It’s all bullshit, and it’s all the same. Maybe if we as a species all grew a pair and gave it another shot, picked ourselves off and dusted ourselves off when we got hurt, we wouldn’t end up hurting so many people. We would love others instead of playing mind games. We would respect one another, and if we fell in love, we fell in love. Perfect world, right?

Spread some love and have some hope.

Dani

 

Summer Rain

To set the mood: it’s a arid, rainy night, the rain sloughing off the humidity. Lightning flashes silently, its applause so far off I can’t hear it. Listening to something I recently discovered thanks to Spotify.

Life moves on. It keeps rolling with no intention of stopping, neither for the good nor the bad. Life continues.

For me, it has meant a lot. I’ve graduated. It doesn’t feel like it yet, but maybe it’ll hit me in August when I’m not packing up to go anywhere. My grandparents are still in the hospital, and I am adjusting to life back home.

Exciting things happen! Last weekend my sister got engaged! It was a beautiful, magical moment, and we both cried tears of joy. I think for her it seemed like the end of a long battle between her heart and her anxiety. For me it was a mix. I was so happy for her, but some part of me felt like I was losing my sister. I know it’s not true, I’m really just gaining a brother who is pretty much me in male form.

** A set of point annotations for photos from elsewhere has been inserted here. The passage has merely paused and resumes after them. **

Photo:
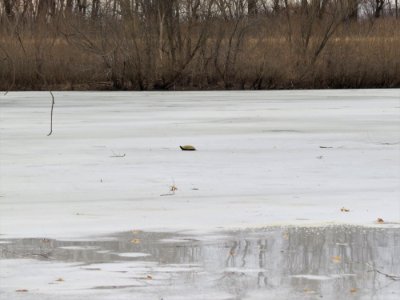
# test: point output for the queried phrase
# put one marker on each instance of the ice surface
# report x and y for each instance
(259, 160)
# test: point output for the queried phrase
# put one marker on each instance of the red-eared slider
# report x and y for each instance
(187, 148)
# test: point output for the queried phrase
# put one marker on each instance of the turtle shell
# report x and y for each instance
(187, 148)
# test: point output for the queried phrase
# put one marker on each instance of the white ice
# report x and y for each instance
(259, 160)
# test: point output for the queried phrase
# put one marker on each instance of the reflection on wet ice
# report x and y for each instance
(336, 262)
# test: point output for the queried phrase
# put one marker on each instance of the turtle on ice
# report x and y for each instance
(187, 148)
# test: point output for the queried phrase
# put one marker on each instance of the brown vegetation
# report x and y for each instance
(198, 44)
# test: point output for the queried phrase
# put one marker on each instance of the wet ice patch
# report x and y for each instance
(132, 254)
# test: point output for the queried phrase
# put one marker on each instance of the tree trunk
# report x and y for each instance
(252, 7)
(8, 8)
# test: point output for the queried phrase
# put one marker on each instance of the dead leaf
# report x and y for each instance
(308, 291)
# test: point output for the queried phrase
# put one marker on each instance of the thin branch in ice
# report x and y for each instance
(51, 113)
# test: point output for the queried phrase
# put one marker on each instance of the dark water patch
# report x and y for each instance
(337, 262)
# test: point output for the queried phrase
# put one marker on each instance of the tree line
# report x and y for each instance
(198, 44)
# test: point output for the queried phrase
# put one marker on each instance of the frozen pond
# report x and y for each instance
(335, 262)
(264, 158)
(299, 163)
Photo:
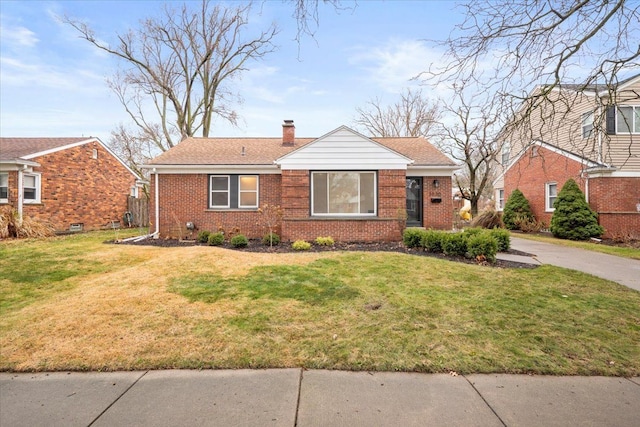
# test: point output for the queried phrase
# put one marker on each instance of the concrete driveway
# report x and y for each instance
(617, 269)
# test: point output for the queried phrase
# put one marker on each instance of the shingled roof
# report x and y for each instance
(17, 148)
(264, 151)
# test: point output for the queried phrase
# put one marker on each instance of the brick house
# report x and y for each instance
(342, 184)
(592, 136)
(70, 183)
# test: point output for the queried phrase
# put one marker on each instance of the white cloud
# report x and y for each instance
(17, 37)
(393, 65)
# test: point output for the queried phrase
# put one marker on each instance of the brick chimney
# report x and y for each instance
(288, 133)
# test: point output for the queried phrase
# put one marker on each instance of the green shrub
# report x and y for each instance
(454, 244)
(573, 218)
(517, 206)
(215, 239)
(502, 238)
(301, 245)
(488, 218)
(412, 237)
(271, 239)
(325, 241)
(239, 241)
(203, 236)
(432, 240)
(472, 231)
(482, 246)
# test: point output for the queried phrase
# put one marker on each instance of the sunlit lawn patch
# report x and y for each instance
(136, 307)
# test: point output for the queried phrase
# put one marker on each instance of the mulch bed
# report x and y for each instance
(257, 246)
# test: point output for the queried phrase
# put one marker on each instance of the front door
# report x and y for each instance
(414, 201)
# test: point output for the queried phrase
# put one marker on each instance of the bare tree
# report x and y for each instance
(177, 66)
(412, 115)
(470, 139)
(565, 47)
(306, 14)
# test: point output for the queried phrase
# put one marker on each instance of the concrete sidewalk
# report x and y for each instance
(617, 269)
(295, 397)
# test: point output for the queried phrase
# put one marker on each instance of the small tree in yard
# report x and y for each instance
(516, 209)
(573, 219)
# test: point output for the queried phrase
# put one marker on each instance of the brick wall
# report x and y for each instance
(615, 199)
(185, 198)
(437, 215)
(76, 188)
(531, 173)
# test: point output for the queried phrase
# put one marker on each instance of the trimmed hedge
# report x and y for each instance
(215, 239)
(239, 241)
(412, 237)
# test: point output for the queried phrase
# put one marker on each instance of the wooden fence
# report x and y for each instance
(139, 209)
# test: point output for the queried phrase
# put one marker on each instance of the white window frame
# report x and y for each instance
(342, 214)
(37, 188)
(5, 200)
(548, 204)
(505, 154)
(634, 124)
(500, 199)
(586, 121)
(256, 191)
(211, 191)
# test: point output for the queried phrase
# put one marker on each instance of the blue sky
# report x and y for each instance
(53, 84)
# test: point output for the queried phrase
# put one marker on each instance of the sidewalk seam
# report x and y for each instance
(295, 419)
(118, 398)
(485, 401)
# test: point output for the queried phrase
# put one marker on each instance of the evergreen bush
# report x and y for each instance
(239, 241)
(482, 246)
(215, 239)
(454, 244)
(271, 239)
(502, 238)
(432, 240)
(203, 236)
(573, 219)
(412, 237)
(517, 207)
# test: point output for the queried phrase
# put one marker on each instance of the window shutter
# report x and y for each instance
(611, 120)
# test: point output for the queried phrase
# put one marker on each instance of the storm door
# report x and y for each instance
(414, 201)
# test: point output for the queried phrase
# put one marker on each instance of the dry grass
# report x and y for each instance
(12, 226)
(130, 307)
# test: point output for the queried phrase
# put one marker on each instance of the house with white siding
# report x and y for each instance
(342, 184)
(588, 133)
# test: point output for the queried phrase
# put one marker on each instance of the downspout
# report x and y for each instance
(156, 234)
(20, 196)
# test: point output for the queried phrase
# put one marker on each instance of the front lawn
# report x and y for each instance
(74, 303)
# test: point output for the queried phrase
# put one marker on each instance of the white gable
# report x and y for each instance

There were also times that I felt a little hollow during the celebration. My family was saying “Oh you’re next!” And the smile just couldn’t reach my eyes. How can I even entertain that idea when I don’t have anyone? The only person I was interested in clearly was not interested in me. I had a few small flashes of loneliness, but they were quickly swallowed by my happiness for my sister and her now-fiance. He’s a great man, and I’m happy to welcome him to the family.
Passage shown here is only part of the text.